One interesting finding in the present study was a significant increase in fractures among patients who underwent bilateral TKA in the same session and, more specifically, in bilateral surgery under ASM navigation. In our knowledge, this is the first study suggesting such a correlation. We postulate that the reason for the higher fracture rate in bilateral surgery is multifactorial. Firstl patients with more severe osteoarthritis in both knees tend to undergo bilateral surgery in our centre for one-stage symptom relief. These often require more complicated surgery and would therefore increase the risk of fracture. Second, 88.1% of bilateral surgery in our centre was performed using Stryker ASM navigation system. The demonstrated tendency to fracture inevitably confounds the result. Technical factors due to speedy surgery or surgeon fatigue may also contribute to the incidence of fracture. Further study is required to investigate the causative factors in intraoperative fracture with bilateral TKA.
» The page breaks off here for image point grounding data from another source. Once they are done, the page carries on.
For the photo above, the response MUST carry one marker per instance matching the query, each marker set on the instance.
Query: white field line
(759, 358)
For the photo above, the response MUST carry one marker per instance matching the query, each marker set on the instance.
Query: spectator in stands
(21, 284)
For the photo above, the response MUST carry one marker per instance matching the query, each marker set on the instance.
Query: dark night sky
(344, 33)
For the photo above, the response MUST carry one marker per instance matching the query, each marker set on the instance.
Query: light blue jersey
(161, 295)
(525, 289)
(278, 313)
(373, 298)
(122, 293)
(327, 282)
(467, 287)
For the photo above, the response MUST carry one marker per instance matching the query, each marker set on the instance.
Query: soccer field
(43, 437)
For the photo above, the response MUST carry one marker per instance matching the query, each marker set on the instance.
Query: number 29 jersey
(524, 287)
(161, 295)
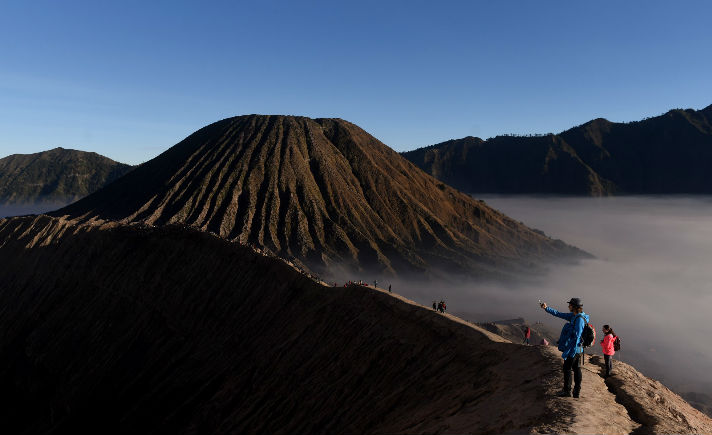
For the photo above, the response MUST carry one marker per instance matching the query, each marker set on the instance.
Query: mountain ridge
(132, 328)
(319, 192)
(57, 176)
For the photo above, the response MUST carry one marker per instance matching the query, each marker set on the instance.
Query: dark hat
(576, 302)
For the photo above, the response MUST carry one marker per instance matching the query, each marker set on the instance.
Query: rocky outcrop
(322, 193)
(671, 153)
(58, 176)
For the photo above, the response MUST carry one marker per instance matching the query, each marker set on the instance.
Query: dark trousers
(572, 363)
Management options for femoral condylar fractures include conservative management, internal fixation or revision arthroplasty with stems and augments. Studies showed favourable results and prognosis after these fractures [1, 3, 12]. In our centre, stable fractures were treated conservatively with partial weight-bearing or fixed intraoperatively with cannulated screws according to the surgeon’s discretion. Amongst our series of 2682 consecutive primary TKAs, only one patient required revision TKA due to intraoperative fracture. All patients achieved clinically and radiologically confirmed healing, and they all had an excellent outcome.

A limitation of this study was the lack of objective evaluation of osteoporosis in our patients, as bone densitometry was not routinely performed in our locality. Another limitation was its retrospective nature. However, the low incidence of intraoperative fractures in TKA deemed a prospective study implausible.

Conclusions

In conclusion, intraoperative femoral fracture in modern TKA is not uncommon in Asian populations, particularly in navigated and bilateral PS TKA. Extra care may be required in small female patients with risk factors for osteoporosis. The authors would stress the importance of choosing a PS implant with an adaptive box size in patients with small, osteoporotic knees. Nevertheless, a good functional result can be expected after proper treatment of femoral condyle fractures.